2

306 56 2
                                    

OMONG-OMONG soal sekolah, SMP Clover ini lumayan sinting.

Pertama, guru kami tidak becus. Bukannya berubah tidak becus setelah bencana tornado, tapi sejak awal. Hanya saja ketidakbecusan mereka makin kelihatan setelahnya.

Aku pernah melihat guru matematika kami, Pak Green, melewati Ned yang ditodong penggaris lancip oleh Jake. Bajuku dicekik oleh pelayan setianya dan badanku diserempet di dinding sebelah. Pak Green menatap kami selama sedetik, lalu berjalan menuju ruang guru seolah yang kami lakukan cuma menempelkan poster selamat datang di papan pengumuman.

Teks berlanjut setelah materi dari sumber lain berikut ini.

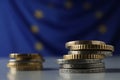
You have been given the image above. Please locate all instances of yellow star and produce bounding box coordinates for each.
[65,1,73,9]
[83,2,91,10]
[34,10,43,19]
[99,24,107,34]
[31,25,39,33]
[35,42,43,50]
[95,11,103,19]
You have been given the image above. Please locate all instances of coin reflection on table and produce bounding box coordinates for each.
[7,71,43,80]
[59,73,105,80]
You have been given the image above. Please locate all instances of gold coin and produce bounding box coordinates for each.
[69,44,114,51]
[65,40,105,48]
[63,54,105,59]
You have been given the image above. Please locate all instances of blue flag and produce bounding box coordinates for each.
[0,0,120,56]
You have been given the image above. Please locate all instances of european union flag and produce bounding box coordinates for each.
[0,0,120,56]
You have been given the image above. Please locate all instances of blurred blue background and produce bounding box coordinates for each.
[0,0,120,57]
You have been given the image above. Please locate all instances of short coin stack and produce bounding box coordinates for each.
[7,53,44,71]
[57,40,114,73]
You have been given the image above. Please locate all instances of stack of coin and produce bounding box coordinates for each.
[57,40,114,73]
[7,53,44,71]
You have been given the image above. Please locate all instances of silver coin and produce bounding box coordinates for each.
[57,59,102,64]
[60,63,105,69]
[68,51,112,57]
[59,68,105,73]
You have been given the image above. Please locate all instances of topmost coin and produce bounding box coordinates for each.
[65,40,106,48]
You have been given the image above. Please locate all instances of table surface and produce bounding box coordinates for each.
[0,57,120,80]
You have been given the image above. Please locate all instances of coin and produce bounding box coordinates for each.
[63,54,105,59]
[57,59,102,64]
[10,67,42,71]
[68,50,112,57]
[69,44,114,51]
[10,53,45,62]
[9,59,43,62]
[60,63,105,69]
[10,53,42,58]
[65,40,105,48]
[7,62,42,67]
[59,68,105,73]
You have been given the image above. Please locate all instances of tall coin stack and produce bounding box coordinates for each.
[57,40,114,73]
[7,53,44,71]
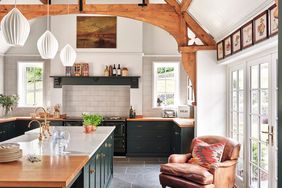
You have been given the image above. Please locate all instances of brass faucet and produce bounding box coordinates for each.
[28,107,51,141]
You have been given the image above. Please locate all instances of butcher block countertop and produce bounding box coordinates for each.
[0,156,89,187]
[127,117,195,128]
[0,126,115,188]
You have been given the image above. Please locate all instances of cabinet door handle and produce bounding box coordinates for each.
[89,168,95,174]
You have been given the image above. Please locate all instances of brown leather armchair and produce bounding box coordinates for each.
[159,136,240,188]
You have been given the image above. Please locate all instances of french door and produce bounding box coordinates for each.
[229,51,277,188]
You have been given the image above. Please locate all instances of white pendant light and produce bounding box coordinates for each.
[37,1,59,59]
[1,7,30,46]
[60,1,76,66]
[37,30,59,59]
[60,44,76,66]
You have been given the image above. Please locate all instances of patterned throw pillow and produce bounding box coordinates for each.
[188,139,225,169]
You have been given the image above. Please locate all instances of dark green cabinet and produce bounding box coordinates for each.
[127,121,194,157]
[171,123,194,154]
[83,134,114,188]
[127,121,171,156]
[0,121,17,142]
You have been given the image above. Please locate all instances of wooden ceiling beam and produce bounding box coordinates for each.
[183,12,216,46]
[165,0,181,14]
[179,45,216,53]
[181,0,192,12]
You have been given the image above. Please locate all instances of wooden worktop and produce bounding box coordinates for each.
[0,156,89,188]
[127,117,195,128]
[0,116,74,123]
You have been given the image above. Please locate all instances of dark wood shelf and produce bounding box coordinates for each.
[50,76,140,88]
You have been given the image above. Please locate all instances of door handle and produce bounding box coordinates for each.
[262,126,274,146]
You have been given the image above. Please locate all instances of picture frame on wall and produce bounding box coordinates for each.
[231,29,242,54]
[217,41,224,60]
[253,11,268,43]
[241,21,254,49]
[223,36,232,57]
[268,5,278,36]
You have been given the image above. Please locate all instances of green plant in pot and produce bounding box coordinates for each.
[0,94,19,117]
[82,114,103,133]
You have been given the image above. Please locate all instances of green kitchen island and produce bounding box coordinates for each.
[0,126,115,188]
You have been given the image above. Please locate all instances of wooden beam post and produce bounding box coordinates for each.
[183,12,215,46]
[181,52,197,102]
[181,0,192,12]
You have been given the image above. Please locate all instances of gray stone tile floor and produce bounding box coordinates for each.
[109,157,167,188]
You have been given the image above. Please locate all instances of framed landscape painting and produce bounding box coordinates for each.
[76,16,117,48]
[231,29,242,54]
[269,5,278,36]
[217,41,224,60]
[242,21,253,48]
[223,36,232,57]
[254,11,268,43]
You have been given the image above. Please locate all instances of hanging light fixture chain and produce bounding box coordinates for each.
[47,0,50,30]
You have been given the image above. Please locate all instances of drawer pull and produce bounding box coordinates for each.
[89,168,95,174]
[96,153,100,160]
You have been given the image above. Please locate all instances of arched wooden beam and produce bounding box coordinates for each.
[0,3,215,103]
[0,4,185,46]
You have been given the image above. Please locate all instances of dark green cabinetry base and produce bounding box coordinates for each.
[127,121,194,157]
[83,134,114,188]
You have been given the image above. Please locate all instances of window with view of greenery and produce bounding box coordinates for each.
[153,63,179,107]
[18,63,43,107]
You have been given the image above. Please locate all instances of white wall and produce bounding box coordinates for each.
[0,56,4,94]
[5,17,47,56]
[196,51,227,136]
[143,23,179,55]
[50,15,143,114]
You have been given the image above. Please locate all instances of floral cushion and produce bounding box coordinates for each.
[188,139,225,169]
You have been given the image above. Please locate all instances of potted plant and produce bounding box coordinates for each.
[82,114,103,133]
[0,94,19,117]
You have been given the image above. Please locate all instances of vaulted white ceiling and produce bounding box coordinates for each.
[188,0,274,41]
[0,0,274,53]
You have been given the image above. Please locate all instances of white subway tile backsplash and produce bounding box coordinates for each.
[63,86,130,116]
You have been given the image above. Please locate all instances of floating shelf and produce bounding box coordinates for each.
[50,76,140,88]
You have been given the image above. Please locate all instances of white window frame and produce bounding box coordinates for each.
[152,62,180,108]
[227,49,277,188]
[18,61,44,107]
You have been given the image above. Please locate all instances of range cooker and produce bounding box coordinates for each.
[102,116,126,156]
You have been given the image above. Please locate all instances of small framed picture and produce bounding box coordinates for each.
[217,41,224,60]
[269,5,278,36]
[241,21,253,48]
[231,29,242,54]
[254,11,268,43]
[223,36,232,57]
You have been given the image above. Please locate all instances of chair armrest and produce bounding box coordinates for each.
[209,160,237,173]
[168,153,192,163]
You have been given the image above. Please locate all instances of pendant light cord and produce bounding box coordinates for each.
[47,0,50,30]
[68,0,70,15]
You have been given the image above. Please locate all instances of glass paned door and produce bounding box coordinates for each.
[229,66,246,186]
[248,56,274,188]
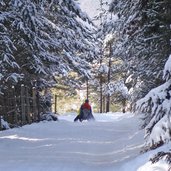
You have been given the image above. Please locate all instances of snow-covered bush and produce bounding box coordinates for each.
[136,55,171,148]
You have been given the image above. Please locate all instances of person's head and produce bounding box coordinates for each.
[85,99,89,103]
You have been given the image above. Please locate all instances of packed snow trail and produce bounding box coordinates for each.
[0,113,143,171]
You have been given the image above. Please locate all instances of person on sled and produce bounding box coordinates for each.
[74,99,94,122]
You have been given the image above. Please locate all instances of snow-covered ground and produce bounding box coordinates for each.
[0,113,169,171]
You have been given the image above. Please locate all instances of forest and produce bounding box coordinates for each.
[0,0,171,170]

Kedua, beberapa orang gila bisa menjadi guru, dan itu termasuk Pak Murphy.

Aku menggantungkan jas hujanku di loker. Lorong-lorong sekolah sama sepinya selama tiga bulan terakhir.
Ned menoleh kanan-kiri sebelum memasukan jas hujannya. Kurasa dia masih waswas soal Jake.

Orang-orang yang masuk sekolah antara lain adalah anak-anak super pintar, atau anak-anak super populer. Lalu ada golongan kecil yang lain, anak-anak super nekat. Yaitu aku, dan siswa pindahan dari Jerman, Dieter Beck, yang suka membagikan batangan cokelat setiap hari Jumat.

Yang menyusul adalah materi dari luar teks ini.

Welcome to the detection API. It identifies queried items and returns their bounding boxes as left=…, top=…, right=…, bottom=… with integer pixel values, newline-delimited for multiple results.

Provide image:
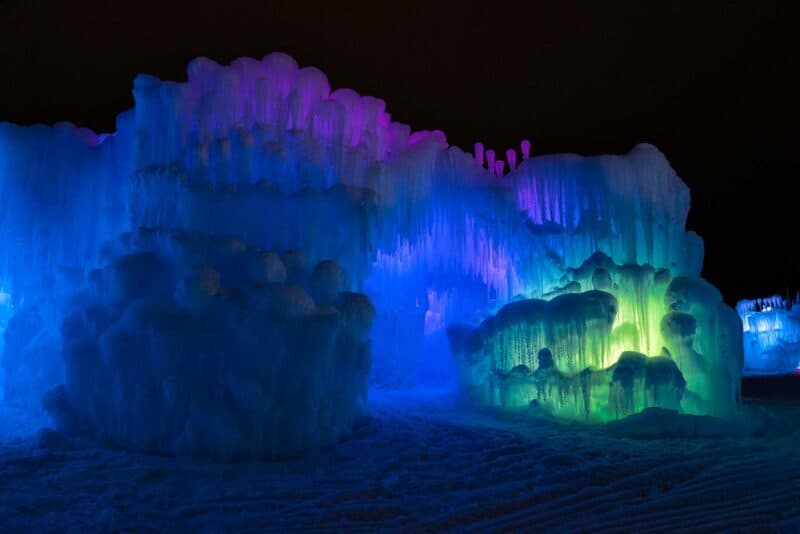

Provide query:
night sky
left=0, top=0, right=800, bottom=304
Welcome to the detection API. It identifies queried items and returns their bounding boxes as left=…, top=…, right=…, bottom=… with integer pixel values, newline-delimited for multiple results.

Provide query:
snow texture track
left=0, top=394, right=800, bottom=532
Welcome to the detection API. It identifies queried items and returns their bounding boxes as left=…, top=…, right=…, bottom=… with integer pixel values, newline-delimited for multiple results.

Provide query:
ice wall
left=736, top=295, right=800, bottom=375
left=46, top=230, right=374, bottom=460
left=0, top=54, right=740, bottom=432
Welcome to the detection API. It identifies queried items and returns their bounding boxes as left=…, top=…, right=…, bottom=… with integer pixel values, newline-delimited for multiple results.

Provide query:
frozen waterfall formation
left=0, top=54, right=742, bottom=457
left=736, top=293, right=800, bottom=375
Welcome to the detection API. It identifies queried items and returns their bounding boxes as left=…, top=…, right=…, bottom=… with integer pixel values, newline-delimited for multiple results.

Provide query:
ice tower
left=0, top=53, right=742, bottom=455
left=736, top=294, right=800, bottom=375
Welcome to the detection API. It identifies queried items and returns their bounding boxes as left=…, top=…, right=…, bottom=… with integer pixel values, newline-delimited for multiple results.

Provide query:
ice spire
left=506, top=148, right=517, bottom=171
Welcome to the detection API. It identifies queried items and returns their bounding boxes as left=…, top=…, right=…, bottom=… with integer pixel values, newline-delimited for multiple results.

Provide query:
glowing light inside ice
left=0, top=54, right=744, bottom=446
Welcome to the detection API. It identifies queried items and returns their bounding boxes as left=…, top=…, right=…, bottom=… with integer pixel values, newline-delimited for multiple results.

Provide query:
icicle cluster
left=736, top=293, right=800, bottom=375
left=0, top=54, right=741, bottom=432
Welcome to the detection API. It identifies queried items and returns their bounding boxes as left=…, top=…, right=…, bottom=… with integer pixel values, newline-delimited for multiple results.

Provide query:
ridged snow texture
left=0, top=50, right=740, bottom=436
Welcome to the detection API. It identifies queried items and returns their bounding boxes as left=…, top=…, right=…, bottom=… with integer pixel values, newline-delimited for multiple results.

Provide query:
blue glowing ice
left=0, top=53, right=741, bottom=456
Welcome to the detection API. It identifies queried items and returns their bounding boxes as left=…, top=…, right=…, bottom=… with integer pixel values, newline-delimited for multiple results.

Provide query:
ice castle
left=736, top=294, right=800, bottom=375
left=0, top=53, right=743, bottom=458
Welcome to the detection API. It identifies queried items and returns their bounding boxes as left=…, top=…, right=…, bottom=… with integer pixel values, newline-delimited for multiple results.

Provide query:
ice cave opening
left=0, top=53, right=743, bottom=458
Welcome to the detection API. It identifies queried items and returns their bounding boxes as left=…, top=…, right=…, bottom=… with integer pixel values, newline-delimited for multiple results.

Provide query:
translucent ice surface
left=0, top=53, right=742, bottom=448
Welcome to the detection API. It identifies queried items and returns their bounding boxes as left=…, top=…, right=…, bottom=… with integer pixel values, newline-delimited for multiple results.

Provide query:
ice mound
left=448, top=253, right=741, bottom=421
left=736, top=294, right=800, bottom=375
left=46, top=229, right=375, bottom=460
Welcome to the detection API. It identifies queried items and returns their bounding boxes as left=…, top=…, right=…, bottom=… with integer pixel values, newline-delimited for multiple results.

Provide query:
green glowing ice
left=449, top=253, right=742, bottom=421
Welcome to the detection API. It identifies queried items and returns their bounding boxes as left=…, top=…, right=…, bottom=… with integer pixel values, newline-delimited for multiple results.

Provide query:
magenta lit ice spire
left=521, top=139, right=531, bottom=161
left=494, top=159, right=506, bottom=178
left=475, top=143, right=484, bottom=167
left=506, top=148, right=517, bottom=171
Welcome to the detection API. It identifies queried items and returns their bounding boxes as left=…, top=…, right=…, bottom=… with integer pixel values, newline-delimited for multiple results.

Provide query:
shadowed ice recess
left=0, top=53, right=743, bottom=459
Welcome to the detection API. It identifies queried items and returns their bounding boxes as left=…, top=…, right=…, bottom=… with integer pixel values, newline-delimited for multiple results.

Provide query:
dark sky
left=0, top=0, right=800, bottom=303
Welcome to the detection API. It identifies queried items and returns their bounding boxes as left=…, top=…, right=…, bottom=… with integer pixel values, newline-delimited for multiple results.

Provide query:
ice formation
left=0, top=53, right=741, bottom=455
left=736, top=294, right=800, bottom=375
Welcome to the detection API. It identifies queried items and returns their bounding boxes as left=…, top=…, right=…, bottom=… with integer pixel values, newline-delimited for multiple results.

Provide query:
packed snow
left=0, top=391, right=800, bottom=532
left=736, top=294, right=800, bottom=375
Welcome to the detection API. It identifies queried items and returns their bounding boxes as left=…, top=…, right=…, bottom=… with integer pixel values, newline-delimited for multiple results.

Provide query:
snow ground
left=0, top=391, right=800, bottom=532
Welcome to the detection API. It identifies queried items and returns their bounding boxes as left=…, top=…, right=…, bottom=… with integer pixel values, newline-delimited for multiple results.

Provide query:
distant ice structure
left=736, top=294, right=800, bottom=375
left=0, top=53, right=742, bottom=456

Nyaliku menciut. Aku sama sekali tak menonjol, dan hampir tidak ada yang mengingatku kecuali Ned dan Jake, termasuk para guru. Selain bahwa nama belakangku unik; Redwine—anggur merah. Pernah sekali saat absensi kelas sejarah, guru sejarah kami membaca namaku, dan berujar ke seluruh kelas, “Ini nama orang atau merek miras?” yang membuat puluhan mata menempel padaku, menatapku seolah aku telah menonjok nenek-nenek mereka, lalu tertawa terbahak-bahak.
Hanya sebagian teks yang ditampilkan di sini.